How much code does it take for someone to implement their own "rewritten" variation of some HTML or CSS feature? Well, if they can't achieve their goal without writing their own text layout engine or their own virtual DOM framework, quite a lot.

This is important to Arc because it makes the program longer.

Arc is a language designed incrementally by starting with something Lispy and then making whatever changes will shorten Arc programs. News is a program that was written to put Arc to the test; the shorter its code is, the better Arc is doing.

If News used HTML or CSS features in very picky ways, it wouldn't be a good test: As soon as News's needs strayed slightly from the HTML and CSS features that browsers had built-in, then a heap of code would need to be written to make up the difference. When a slight discrepancy in the way a measuring instrument is consulted results in a large discrepancy in the measurement, it's not a very reliable measuring instrument.

So it seems to me that of all possible programs, News was pursued because it could get by on using HTML features in non-picky ways, pretty much in the ways they were already designed to be used. The use of HTML tables and transparent gif spacers was a well-known and once-popular, if dated, technique for achieving layout that was consistent across browsers, so pg built abstractions on that technique for News.

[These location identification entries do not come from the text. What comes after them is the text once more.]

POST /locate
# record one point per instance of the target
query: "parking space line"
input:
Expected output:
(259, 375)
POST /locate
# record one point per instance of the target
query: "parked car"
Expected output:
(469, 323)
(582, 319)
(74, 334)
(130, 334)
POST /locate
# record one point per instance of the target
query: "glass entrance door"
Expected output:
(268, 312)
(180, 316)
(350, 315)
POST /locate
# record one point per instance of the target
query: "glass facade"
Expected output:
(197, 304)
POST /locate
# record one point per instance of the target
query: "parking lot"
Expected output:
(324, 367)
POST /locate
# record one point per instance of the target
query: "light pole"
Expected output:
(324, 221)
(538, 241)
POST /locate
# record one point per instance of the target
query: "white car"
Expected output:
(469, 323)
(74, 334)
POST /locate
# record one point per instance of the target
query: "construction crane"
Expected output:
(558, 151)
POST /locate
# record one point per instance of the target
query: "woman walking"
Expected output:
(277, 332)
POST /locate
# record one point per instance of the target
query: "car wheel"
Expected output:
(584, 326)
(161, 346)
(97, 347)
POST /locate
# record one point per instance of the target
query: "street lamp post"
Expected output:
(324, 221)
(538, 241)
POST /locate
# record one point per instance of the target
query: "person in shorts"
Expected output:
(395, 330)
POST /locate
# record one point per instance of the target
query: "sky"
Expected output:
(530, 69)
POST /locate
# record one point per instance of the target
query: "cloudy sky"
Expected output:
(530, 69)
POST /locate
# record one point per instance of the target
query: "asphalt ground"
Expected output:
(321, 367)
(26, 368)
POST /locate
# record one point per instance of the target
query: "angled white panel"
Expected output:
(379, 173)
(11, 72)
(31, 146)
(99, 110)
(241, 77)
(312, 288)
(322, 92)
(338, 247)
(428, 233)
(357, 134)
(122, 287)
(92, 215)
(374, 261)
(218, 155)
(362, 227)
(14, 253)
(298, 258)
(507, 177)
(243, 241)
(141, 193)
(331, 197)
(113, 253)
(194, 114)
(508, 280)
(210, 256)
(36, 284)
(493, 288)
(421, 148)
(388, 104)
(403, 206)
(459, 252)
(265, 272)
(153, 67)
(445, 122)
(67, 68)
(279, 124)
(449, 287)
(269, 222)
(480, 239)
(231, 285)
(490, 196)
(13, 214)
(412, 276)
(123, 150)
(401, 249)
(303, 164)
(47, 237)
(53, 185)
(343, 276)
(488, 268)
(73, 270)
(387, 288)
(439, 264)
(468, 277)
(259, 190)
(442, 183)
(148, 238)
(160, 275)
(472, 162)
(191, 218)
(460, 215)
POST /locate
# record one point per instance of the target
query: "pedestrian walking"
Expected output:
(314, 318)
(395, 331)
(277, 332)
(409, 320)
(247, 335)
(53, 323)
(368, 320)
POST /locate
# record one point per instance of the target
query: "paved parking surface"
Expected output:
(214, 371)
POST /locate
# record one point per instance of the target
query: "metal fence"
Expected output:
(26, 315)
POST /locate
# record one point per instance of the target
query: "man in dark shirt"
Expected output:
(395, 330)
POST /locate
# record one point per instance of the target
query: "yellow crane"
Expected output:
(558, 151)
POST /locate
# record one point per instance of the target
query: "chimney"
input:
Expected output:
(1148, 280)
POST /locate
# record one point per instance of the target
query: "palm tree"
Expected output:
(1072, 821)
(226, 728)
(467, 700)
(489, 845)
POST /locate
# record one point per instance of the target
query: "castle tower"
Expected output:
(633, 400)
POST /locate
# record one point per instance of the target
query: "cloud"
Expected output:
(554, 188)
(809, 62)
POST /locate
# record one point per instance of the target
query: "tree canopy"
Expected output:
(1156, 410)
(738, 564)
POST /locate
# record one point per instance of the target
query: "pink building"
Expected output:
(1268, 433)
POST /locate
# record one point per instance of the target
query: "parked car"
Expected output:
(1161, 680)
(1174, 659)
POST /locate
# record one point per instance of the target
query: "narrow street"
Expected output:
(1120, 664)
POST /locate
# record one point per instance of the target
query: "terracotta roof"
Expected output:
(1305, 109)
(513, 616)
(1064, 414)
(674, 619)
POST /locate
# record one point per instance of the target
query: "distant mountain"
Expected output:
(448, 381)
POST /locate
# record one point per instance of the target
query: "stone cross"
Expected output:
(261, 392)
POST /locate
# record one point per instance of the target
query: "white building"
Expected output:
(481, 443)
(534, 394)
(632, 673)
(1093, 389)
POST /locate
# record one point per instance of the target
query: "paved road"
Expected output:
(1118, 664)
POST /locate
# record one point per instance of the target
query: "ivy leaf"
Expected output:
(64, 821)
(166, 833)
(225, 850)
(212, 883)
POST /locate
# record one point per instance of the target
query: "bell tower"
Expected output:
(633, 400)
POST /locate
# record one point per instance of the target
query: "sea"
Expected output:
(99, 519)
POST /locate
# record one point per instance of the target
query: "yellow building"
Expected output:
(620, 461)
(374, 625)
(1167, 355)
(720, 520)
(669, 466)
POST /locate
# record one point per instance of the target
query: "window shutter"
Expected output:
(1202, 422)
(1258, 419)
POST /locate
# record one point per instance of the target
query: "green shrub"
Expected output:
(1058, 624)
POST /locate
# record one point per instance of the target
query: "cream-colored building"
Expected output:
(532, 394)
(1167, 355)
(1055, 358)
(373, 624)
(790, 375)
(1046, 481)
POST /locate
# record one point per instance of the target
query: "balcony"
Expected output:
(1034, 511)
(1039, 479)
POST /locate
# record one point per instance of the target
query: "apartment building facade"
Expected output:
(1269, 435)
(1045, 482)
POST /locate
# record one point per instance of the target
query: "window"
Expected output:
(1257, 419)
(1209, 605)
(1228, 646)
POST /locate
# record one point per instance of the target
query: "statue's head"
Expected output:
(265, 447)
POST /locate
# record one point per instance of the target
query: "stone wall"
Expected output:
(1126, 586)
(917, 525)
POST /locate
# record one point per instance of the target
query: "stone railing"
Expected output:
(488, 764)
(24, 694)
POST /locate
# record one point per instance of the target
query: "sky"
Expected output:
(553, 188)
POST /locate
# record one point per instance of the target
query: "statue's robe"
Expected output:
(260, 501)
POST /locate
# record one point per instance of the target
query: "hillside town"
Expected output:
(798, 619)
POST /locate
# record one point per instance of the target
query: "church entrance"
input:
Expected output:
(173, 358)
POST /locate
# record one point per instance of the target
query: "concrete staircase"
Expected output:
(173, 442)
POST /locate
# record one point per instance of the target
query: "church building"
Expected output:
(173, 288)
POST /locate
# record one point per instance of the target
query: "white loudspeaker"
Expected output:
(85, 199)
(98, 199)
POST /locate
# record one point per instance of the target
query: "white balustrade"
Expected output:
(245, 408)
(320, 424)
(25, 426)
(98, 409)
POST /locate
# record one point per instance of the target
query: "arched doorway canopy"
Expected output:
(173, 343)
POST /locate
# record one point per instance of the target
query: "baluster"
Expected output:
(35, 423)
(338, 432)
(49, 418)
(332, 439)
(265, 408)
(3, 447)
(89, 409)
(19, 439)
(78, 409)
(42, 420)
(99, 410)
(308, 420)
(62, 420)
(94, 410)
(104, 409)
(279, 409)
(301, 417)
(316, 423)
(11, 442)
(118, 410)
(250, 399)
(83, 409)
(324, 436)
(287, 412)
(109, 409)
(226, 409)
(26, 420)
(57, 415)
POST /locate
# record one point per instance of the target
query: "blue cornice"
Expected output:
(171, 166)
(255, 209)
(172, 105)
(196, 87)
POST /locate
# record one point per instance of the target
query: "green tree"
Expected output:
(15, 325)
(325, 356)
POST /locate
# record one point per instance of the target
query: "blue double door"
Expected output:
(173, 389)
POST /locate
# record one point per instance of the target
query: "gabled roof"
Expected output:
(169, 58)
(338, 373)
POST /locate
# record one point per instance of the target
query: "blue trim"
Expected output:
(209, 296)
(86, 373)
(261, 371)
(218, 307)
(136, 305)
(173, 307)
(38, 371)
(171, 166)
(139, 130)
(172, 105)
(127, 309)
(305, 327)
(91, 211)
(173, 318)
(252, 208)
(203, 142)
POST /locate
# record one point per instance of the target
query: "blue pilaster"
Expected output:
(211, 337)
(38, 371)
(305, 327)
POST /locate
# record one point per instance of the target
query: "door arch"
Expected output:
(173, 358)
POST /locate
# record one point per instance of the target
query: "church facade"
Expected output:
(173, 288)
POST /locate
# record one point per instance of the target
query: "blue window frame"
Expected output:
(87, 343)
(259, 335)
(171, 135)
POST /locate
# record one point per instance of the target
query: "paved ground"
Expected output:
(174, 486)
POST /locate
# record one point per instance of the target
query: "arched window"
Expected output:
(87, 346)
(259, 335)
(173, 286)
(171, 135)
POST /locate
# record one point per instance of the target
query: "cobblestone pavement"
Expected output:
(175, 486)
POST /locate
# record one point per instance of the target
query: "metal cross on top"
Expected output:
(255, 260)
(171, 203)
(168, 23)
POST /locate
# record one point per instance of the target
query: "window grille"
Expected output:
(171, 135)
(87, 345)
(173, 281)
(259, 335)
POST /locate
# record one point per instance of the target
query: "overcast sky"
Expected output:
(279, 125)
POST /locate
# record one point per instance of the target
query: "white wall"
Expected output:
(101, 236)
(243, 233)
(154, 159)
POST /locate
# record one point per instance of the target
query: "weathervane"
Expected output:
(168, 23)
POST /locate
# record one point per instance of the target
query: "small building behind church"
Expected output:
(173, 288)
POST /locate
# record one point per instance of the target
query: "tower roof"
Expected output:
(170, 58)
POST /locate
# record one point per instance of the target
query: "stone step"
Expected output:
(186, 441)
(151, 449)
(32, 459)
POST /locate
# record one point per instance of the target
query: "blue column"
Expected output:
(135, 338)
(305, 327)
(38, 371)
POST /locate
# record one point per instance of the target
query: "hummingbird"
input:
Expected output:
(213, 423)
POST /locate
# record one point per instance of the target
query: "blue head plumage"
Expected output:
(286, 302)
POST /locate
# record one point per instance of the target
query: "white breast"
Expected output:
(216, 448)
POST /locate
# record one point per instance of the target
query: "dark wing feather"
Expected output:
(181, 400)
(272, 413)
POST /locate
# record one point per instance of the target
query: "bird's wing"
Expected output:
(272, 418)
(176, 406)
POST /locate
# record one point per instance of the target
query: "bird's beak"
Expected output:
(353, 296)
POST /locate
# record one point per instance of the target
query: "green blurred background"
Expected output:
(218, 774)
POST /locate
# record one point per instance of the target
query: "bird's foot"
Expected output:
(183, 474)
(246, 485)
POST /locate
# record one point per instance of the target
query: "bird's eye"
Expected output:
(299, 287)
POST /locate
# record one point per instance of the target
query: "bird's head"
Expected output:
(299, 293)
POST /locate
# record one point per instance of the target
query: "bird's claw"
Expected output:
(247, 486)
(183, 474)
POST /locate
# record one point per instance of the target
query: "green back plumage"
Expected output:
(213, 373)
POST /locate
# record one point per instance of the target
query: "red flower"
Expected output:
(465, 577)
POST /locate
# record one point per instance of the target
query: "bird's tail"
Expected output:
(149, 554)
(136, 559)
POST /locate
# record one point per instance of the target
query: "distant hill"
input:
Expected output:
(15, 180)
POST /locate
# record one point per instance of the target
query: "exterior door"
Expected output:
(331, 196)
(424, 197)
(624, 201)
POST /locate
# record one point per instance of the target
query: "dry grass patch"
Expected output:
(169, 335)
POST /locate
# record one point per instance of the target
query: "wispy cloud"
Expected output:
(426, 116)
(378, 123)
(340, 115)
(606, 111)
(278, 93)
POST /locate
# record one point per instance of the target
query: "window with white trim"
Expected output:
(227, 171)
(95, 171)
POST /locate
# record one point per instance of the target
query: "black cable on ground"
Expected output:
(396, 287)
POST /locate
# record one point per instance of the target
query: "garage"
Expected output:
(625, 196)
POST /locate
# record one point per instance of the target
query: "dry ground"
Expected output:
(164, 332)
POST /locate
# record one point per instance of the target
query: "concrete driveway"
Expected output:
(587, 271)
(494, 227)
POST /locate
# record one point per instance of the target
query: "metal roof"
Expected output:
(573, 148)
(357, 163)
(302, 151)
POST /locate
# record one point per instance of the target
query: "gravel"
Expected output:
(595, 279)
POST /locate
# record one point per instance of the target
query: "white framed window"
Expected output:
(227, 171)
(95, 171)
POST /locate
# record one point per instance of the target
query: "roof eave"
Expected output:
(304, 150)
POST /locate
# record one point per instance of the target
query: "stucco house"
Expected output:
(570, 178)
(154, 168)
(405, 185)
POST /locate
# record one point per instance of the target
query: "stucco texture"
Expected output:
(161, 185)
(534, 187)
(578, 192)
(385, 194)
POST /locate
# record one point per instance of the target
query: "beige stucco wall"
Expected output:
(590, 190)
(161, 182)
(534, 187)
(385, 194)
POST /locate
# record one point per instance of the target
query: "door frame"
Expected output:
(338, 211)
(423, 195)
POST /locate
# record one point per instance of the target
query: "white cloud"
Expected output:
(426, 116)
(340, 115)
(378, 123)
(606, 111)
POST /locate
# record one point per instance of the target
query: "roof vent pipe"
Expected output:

All that being said, I personally think it's a great improvement for News to use semantic HTML tags instead of tables, and I don't think this change really does that much to the size of the codebase (does it?). I just figure these pg writings are interesting in this context.

---

This has me thinking about html.arc....

The way html.arc is designed involves a lot of special-casing of specific HTML tags and attributes. It's almost like a full go-between layer abstracting HTML from Arc, which suggests that with some ambitious modifications to html.arc, it could turn into a DSL that compiles to HTML in a more indirect way (perhaps performing nonlocal transformations to implement things like footnotes or column breaks). This would potentially be a good place to hone the design of the HTML built-ins so that they're more abstraction-friendly and more "rewritable" as far as Arc code is concerned.

This has a lot in common with those front-end frameworks I mentioned. They abstract over and extend the features of HTML, and in doing so, they tend to make HTML's built-ins "rewritable" by exposing a new way for programmers to define their own extensions of the same kind.

-----

3 points by krapp 2239 days ago | link

>Tables are the lists of html

    (ノಠ益ಠ)ノ彡┻━┻ NO PG LISTS ARE ALREADY THE LISTS OF HTML
... sorry. Don't know what came over me there.

>and I don't think this change really does that much to the size of the codebase (does it?).

Most of it is the result of moving existing code around, so I think it comes out about even. I don't know how much of a performance issue macro expansion is but there is less of it in the new code, and the HTML itself should be simpler without tables.

>This has me thinking about html.arc....

Racket has its own xml/html library and there is an sml.arc which I haven't played with yet that seems like it might be capable. html.arc seems to do both too much and too little... the attributes blacklist makes it difficult to have modern features like data attributes, and the more macros there are, the more polluted the global namespace becomes.

I've sometimes thought it would be nice if Arc supported css and xml grammar natively, but I have no idea what it would take to actually support that. And I'm probably the only person here who wants to just write html and css directly, rather than use s-expressions or concatenating strings.

-----

2 points by i4cu 2239 days ago | link

> Tables are the lists of html. The W3C doesn't like you to use tables to do more than display tabular data because then it's unclear what a table cell means. But this sort of ambiguity is not always an error. It might be an accurate reflection of the programmer's state of mind. [...]

Note that it's traditional html tables pg is referencing. I could be wrong, but my understanding is that the 'display' properties options: 'table', 'table-row', 'table-cell' etc, were not well supported (in IE particularly) or even existent at the time pg wrote the code. So he may not believe the same now.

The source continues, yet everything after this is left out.